#35099: Combining QuerySets with "|" or "&" produce side effects affecting
further
queries
-------------------------------------+-------------------------------------
Reporter: Alan | Owner: nobody
Type: Bug | Status: new
Component: Database layer | Version: 5.0
(models, ORM) |
Severity: Normal | Resolution:
Keywords: | Triage Stage:
| Unreviewed
Has patch: 0 | Needs documentation: 0
Needs tests: 0 | Patch needs improvement: 0
Easy pickings: 0 | UI/UX: 0
-------------------------------------+-------------------------------------
Description changed by Alan:
Old description:
> Hello everyone.
>
> Combining some queries with "|" or "&" somehow affects queries involved
> in the operation, leading to malformed SQL and unexpected results.
>
> Here are details and steps to reproduce. Apologise, for maybe a bit
> confusing model names, I copied them from production.
> {{{
> class SiteUser(models.Model):
> pass
>
> class Notification(models.Model):
> user = models.ForeignKey(to=SiteUser, on_delete=models.CASCADE)
>
> class PayoutRequest(models.Model):
> requester = models.ForeignKey(to=SiteUser, on_delete=models.CASCADE)
> }}}
>
> Test:
> {{{
> from django.test import TestCase
> from django.db.models import OuterRef, Exists
> from reproduce.models import Notification, SiteUser, PayoutRequest
>
> class Reproduce(TestCase):
>
> def test(self):
> u01 = SiteUser.objects.create()
> u02 = SiteUser.objects.create()
> u03 = SiteUser.objects.create()
>
> Notification.objects.create(user=u01)
> PayoutRequest.objects.create(requester=u01)

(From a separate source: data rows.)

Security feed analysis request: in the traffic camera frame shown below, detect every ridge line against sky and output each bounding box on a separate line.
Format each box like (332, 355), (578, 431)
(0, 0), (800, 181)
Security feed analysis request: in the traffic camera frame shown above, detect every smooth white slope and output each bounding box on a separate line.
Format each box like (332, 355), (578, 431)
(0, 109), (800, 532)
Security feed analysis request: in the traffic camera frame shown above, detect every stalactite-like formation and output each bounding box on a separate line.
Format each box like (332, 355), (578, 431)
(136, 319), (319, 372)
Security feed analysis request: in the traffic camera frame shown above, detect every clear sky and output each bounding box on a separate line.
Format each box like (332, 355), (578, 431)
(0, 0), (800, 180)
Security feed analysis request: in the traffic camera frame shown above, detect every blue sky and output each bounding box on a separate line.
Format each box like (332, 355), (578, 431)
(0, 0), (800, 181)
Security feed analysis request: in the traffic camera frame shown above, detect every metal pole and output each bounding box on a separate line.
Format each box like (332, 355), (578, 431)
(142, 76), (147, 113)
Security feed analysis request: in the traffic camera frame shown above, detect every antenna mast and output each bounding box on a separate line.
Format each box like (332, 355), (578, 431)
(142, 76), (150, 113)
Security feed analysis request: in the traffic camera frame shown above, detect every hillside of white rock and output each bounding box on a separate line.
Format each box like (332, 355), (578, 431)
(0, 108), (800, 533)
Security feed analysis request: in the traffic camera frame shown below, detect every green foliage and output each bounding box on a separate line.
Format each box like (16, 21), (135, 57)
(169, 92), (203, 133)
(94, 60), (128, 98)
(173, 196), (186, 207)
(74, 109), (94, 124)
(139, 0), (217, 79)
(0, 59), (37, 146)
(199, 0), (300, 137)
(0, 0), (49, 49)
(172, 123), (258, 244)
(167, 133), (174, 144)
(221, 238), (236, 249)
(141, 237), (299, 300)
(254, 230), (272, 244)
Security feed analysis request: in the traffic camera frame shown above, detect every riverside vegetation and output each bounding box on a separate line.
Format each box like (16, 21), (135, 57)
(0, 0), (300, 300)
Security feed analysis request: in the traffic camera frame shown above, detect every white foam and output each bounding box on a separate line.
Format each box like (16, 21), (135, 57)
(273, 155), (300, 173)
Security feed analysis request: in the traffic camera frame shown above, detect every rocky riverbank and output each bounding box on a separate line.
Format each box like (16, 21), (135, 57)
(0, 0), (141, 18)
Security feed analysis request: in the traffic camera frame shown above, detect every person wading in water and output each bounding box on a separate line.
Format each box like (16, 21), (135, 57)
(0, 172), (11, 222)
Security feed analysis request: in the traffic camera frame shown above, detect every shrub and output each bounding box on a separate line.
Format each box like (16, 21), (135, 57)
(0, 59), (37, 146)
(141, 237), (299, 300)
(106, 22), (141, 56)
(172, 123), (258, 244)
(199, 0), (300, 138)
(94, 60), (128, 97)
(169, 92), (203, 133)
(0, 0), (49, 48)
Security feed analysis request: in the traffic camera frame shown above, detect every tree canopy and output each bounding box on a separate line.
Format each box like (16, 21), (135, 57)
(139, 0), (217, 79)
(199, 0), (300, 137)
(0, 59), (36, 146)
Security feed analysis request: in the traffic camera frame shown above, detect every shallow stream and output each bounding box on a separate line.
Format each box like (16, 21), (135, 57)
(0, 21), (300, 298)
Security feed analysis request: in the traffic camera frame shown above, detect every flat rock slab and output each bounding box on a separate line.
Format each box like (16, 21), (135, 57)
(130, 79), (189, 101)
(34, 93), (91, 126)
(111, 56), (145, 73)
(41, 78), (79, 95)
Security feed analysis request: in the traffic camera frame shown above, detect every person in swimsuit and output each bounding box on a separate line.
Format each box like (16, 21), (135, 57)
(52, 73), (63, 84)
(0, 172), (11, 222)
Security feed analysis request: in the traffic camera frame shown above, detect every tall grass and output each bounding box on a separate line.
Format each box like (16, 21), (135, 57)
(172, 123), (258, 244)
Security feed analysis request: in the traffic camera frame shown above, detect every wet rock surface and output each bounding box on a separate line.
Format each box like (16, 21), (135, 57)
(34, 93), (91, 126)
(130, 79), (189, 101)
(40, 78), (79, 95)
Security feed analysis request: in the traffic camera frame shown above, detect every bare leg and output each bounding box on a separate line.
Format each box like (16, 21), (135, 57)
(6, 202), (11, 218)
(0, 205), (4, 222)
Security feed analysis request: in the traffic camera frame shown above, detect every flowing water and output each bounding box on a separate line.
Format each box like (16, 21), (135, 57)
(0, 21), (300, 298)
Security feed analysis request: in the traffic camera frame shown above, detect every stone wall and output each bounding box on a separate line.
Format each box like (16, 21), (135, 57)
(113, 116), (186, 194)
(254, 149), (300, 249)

> Notification.objects.create(user=u02)
> PayoutRequest.objects.create(requester=u03)
>
> are_active = SiteUser.objects.all().distinct()
> got_money = SiteUser.objects.filter(
> Exists(PayoutRequest.objects.filter(requester=OuterRef('pk')))
> ).distinct()
> whatever_query = SiteUser.objects.all().distinct()
>
> # Execute queries first time
> need_help = are_active.exclude(pk__in=got_money)
> notified =
> Notification.objects.filter(user__in=need_help).values_list('user_id',
> flat=True)
> query_before = str(notified.query)
>
> self.assertEqual(len(notified), 1) # correct
>
> whatever_query | got_money # Touch "got_money" with any other
> query
>
> # Execute same queries second time
> need_help = are_active.exclude(pk__in=got_money)
> notified =
> Notification.objects.filter(user__in=need_help).values_list('user_id',
> flat=True)
> query_after = str(notified.query)
>
> print(query_before)
> print(query_after)
> self.assertEqual(len(notified), 1) # expected 1, got 0
> self.assertEqual(query_before, query_after) # false
> }}}
>
> As you can see, merely touching the `got_money` query with any other
> query leads to modifying the results of the same queries executed after
> that.
> This test case probably may be simplified even further, but
> unfortunately, I have no more time resources to dig much deeper.
>
> I had another queries built using simple .filter() and .exclude(). Those
> were not affected by combining.
> I found only this query `got_money` using `Exists()` and `OuterRef()` to
> be affected. There might be more of which I am not aware of.
>
> The reason for this I don't know, but `query_before` and `query_after`
> differs.
> `query_before` correctly separates subqueries using W0, U0, V0 aliases,
> while the `query_after` uses a single U0 alias for all subqueries,
> leading to incorrect results.
>
> Before
> {{{
> SELECT
> "reproduce_notification"."user_id"
> FROM
> "reproduce_notification"
> WHERE
> "reproduce_notification"."user_id" IN (
> SELECT
> DISTINCT W0."id"
> FROM
> "reproduce_siteuser" W0
> WHERE
> NOT (
> W0."id" IN (
> SELECT
> DISTINCT V0."id"
> FROM
> "reproduce_siteuser" V0
> WHERE
> EXISTS(
> SELECT
> 1 AS "a"
> FROM
> "reproduce_payoutrequest" U0
> WHERE
> U0."requester_id" = (V0."id")
> LIMIT
> 1
> )
> )
> )
> )
> }}}
>
> After
> {{{
> SELECT
> "reproduce_notification"."user_id"
> FROM
> "reproduce_notification"
> WHERE
> "reproduce_notification"."user_id" IN (
> SELECT
> DISTINCT U0."id"
> FROM
> "reproduce_siteuser" U0
> WHERE
> NOT (
> U0."id" IN (
> SELECT
> DISTINCT U0."id"
> FROM
> "reproduce_siteuser" U0
> WHERE
> EXISTS(
> SELECT
> 1 AS "a"
> FROM
> "reproduce_payoutrequest" U0
> WHERE
> U0."requester_id" = (U0."id")
> LIMIT
> 1
> )
> )
> )
> )
> }}}
New description:
Hello everyone.
Combining some queries with "|" or "&" somehow affects queries involved
in the operation, leading to malformed SQL and unexpected results.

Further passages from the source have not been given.